Saturday, October 27, 2007

A 'Not so simple' Trig Problem

Now that we've cleared basic trig! Let's do Trig! With Integration! Yay!

Integral from 0 to Pi/4

of

(tan(x) - (tan(x)-1)/(tan(x)+1))dx

I would do it in math type, but I think that is simple enough.

Looking back at it (now that I know how to do it) it's not THAT hard, but like. How the hell was I supposed to know how to do it >.>

3 comments:

David Jin said...

Btw the answer is ...

...

Ln(2)

Yep. How gay is that.

Glen said...

Lol... Ok firstly, sort of scared to try your questions now, not sure if what I know on my syllabus even covers everything I should know to solve this.

Anyway, this is how far I got... Please assume all intergrals from 0 to Pi/4, I won't sub the values to the end (which I haven't come to yet)

From int(tan(x) - (tan(x)-1)/(tan(x)+1))

= -ln(cos(x)) - int((tan(x)-1)/(tan(x)+1))

(Split the tan(x)'s into sin(x)/cos(x))

= -ln(cos(x)) - int((sin(x)-cos(x))/(sin(x)+cos(x))

(Used a shitload of identities here, including multiplying by conjugate, sin^2(x)+cos^2(x)=1, 2sin(x)cos(x) = sin(2x), sin^2(x)-cos^2(x)=-cos(2x))

= -ln(cos(x)) + int((1-sin(2x))/(cos2x))

Which then left me with a problem... I have no idea how to integrate sec(2x). At this point I gave up, perhaps you could help by telling me how I do that, or (more likely) where I went wrong?

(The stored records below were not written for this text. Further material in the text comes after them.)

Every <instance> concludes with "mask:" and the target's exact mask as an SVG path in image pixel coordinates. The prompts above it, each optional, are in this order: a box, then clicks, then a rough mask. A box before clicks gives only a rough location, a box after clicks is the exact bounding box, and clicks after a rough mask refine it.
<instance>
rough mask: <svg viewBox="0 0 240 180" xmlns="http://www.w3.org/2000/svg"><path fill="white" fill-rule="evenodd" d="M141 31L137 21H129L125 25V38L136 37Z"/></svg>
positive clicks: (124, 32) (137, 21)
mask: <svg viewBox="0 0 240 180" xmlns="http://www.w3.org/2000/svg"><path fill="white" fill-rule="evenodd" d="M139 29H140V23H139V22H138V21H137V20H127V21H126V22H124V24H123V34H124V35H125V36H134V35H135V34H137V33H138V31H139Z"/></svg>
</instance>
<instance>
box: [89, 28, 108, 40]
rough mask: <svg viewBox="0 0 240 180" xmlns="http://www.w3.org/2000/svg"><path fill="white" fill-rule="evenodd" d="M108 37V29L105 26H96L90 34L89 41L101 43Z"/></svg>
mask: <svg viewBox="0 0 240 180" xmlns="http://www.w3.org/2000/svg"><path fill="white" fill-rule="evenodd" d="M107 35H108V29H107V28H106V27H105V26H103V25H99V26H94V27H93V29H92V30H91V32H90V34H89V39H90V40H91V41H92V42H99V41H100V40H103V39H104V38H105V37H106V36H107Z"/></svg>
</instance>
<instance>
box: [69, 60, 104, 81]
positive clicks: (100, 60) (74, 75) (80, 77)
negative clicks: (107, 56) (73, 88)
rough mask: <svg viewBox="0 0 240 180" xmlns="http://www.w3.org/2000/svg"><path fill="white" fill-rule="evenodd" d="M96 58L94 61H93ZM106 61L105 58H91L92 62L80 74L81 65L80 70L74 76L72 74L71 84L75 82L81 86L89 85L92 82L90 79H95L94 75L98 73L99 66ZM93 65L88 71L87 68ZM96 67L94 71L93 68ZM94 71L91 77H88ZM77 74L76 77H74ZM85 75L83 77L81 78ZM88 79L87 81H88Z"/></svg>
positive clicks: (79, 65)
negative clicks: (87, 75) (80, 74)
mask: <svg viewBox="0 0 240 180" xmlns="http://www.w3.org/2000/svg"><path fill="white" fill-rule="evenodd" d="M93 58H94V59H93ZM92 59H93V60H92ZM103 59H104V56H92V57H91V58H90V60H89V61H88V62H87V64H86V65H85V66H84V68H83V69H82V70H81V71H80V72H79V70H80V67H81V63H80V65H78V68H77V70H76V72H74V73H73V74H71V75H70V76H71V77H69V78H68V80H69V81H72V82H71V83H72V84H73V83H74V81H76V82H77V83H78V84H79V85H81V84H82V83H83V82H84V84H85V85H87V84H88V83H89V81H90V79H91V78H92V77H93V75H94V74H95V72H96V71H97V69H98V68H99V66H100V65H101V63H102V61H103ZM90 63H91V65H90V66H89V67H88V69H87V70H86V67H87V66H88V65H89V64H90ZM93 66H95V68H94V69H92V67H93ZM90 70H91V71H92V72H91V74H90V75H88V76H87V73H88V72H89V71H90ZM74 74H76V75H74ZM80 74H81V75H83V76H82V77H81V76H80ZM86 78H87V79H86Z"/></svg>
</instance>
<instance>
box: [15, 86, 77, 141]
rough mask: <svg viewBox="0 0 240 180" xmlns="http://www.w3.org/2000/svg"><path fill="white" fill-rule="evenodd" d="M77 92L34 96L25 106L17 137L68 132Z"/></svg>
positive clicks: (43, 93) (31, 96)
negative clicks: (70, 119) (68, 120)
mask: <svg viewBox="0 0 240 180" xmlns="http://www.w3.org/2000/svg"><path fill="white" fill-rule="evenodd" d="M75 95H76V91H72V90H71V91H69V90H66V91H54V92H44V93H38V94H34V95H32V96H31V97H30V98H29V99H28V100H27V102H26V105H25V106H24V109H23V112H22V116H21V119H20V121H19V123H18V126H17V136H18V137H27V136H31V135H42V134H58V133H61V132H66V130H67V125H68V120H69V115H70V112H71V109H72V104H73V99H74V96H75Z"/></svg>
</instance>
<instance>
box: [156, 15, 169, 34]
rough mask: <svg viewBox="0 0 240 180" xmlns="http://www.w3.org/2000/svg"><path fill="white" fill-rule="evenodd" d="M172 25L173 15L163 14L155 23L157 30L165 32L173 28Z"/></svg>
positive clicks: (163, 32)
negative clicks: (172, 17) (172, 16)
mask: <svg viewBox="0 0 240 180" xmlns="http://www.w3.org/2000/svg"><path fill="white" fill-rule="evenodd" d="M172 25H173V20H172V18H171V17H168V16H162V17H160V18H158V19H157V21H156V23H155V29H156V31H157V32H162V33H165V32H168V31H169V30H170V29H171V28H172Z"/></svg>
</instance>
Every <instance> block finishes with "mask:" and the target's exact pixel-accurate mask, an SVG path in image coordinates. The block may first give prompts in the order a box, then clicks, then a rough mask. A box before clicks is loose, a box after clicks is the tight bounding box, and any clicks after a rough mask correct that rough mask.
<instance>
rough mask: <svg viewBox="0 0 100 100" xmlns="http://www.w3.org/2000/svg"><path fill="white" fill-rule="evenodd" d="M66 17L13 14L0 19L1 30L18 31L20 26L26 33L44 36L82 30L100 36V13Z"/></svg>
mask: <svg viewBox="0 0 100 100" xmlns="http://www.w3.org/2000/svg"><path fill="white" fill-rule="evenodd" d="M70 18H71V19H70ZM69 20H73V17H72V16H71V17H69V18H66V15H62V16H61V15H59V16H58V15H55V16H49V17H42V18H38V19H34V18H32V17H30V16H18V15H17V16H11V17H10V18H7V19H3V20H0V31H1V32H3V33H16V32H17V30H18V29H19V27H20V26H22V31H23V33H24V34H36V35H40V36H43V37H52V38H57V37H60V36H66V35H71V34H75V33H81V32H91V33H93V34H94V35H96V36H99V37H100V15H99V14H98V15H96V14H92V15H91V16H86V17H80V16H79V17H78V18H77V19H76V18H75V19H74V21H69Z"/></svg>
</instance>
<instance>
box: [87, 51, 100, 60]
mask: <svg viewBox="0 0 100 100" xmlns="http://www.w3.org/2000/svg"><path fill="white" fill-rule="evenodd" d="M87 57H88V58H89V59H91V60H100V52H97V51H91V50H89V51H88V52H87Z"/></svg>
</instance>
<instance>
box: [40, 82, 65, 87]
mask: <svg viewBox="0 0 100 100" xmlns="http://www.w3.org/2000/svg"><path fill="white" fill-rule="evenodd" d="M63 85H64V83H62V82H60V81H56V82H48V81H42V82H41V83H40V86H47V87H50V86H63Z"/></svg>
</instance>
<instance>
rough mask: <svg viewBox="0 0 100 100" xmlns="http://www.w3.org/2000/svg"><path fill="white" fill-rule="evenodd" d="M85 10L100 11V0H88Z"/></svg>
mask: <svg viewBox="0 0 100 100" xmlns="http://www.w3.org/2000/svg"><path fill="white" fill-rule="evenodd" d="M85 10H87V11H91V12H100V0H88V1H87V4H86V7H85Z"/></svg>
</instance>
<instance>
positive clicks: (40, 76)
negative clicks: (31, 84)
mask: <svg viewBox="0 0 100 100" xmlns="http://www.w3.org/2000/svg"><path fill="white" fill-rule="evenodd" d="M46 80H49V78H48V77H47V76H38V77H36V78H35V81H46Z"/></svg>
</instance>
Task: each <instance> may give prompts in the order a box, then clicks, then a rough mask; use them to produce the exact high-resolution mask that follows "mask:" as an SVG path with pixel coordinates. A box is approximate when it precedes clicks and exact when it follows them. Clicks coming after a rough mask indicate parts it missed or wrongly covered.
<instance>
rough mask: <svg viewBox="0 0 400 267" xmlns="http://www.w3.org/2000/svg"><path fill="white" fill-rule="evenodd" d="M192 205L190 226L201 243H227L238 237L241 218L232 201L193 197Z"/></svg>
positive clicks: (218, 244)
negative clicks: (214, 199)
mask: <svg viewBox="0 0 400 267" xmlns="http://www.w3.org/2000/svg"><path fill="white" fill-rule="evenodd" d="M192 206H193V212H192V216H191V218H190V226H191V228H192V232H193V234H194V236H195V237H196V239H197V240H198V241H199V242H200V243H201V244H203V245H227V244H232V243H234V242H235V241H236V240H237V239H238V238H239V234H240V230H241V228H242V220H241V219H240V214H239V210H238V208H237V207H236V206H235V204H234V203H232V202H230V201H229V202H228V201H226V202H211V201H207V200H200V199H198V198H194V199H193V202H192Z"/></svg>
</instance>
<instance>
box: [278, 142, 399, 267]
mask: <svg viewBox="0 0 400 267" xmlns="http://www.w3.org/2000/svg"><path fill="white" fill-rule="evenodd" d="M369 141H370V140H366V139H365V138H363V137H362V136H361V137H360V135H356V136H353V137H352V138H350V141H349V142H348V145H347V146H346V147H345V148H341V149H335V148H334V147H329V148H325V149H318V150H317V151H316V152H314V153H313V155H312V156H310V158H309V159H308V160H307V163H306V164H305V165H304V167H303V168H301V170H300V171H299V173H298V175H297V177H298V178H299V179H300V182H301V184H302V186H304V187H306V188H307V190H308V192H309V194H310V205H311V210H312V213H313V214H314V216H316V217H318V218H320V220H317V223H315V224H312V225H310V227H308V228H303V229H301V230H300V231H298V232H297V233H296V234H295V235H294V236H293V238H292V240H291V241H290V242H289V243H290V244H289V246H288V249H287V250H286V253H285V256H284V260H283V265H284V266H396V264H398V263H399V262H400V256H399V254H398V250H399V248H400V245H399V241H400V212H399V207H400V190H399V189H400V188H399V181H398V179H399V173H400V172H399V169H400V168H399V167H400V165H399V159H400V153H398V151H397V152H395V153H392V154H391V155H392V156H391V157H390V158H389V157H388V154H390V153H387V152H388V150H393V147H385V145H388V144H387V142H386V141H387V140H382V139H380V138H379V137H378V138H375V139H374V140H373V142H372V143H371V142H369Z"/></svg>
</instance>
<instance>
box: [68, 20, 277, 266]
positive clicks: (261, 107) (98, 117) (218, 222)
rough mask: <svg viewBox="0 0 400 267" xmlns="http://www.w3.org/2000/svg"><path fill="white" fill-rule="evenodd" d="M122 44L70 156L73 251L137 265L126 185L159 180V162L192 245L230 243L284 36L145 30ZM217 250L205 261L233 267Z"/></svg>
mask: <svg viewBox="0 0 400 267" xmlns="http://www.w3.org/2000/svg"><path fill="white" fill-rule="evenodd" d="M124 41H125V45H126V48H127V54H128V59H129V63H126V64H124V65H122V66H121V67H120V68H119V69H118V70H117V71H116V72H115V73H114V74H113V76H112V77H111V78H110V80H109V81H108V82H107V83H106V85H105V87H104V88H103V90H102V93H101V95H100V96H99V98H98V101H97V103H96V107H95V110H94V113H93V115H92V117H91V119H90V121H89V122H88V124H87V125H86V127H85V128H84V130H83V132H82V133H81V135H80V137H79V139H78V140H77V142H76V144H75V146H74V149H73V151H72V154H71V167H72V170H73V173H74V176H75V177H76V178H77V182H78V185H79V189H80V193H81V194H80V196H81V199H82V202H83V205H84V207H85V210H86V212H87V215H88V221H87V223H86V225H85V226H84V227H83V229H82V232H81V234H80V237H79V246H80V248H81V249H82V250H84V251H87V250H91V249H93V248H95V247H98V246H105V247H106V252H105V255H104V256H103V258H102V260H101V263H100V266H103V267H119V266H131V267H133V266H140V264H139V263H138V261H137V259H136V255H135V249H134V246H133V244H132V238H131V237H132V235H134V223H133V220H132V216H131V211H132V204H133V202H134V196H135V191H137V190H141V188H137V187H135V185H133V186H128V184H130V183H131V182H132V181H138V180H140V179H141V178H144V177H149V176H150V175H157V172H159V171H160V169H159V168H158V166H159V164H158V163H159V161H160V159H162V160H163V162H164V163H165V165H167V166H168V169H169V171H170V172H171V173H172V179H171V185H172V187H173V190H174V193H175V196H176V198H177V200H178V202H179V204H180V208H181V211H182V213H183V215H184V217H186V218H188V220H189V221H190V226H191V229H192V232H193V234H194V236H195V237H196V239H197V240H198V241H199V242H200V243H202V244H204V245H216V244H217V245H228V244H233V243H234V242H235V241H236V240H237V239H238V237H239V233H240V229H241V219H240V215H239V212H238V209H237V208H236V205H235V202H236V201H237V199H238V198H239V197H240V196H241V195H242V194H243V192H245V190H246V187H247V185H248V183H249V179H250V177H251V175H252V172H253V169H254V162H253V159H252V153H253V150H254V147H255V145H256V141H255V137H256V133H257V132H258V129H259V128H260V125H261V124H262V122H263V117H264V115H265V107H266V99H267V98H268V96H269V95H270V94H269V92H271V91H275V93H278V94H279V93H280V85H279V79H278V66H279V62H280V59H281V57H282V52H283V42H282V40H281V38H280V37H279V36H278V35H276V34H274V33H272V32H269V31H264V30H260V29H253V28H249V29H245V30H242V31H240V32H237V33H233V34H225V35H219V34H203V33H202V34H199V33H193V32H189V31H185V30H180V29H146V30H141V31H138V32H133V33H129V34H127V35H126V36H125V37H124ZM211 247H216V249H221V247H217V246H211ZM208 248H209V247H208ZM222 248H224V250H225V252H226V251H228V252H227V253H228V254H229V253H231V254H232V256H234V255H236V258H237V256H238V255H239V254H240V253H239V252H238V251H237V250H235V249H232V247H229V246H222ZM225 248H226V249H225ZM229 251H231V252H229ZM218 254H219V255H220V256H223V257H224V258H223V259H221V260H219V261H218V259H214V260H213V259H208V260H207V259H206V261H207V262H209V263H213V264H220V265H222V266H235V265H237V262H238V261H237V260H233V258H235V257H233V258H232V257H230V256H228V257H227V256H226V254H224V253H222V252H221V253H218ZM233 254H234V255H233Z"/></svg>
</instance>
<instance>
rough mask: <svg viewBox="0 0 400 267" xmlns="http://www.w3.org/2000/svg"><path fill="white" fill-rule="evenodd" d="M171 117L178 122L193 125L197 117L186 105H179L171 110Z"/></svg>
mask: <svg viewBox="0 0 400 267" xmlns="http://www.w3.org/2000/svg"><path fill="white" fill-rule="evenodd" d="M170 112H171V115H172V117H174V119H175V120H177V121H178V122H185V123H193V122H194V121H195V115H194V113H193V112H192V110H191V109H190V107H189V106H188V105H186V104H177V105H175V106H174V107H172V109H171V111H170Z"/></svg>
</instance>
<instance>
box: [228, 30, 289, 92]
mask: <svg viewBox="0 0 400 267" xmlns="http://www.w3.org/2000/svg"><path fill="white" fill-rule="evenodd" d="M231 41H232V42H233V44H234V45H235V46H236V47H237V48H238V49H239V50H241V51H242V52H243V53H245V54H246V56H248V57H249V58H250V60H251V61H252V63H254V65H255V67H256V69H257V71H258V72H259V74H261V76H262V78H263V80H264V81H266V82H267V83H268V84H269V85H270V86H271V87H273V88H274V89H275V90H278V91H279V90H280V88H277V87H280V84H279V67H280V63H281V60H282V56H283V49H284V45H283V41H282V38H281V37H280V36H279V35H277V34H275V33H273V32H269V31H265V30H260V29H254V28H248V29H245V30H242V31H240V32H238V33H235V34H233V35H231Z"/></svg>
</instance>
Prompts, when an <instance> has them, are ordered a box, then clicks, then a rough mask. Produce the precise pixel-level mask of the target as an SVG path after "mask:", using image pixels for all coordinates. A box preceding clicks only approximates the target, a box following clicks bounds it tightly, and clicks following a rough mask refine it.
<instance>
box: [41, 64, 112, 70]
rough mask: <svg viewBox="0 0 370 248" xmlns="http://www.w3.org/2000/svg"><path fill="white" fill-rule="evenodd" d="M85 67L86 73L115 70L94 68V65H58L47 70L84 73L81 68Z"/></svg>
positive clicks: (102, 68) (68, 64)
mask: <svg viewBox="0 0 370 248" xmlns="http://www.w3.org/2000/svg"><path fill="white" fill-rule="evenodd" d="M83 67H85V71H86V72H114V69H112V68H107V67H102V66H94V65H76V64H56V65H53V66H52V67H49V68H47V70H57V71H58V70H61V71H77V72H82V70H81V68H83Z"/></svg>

P.S I think this is wrong, checking with online integrators gave me answers so horrific that I got scared out of studying and into playing games.

Don't bother with mathtype imo, I can understand calculator format ^^

David Jin said...

IB believe in using the most explicit and fastest ways of obtaining answers. Hence no splitting of Tan was used in this problem (Biggest hint ever)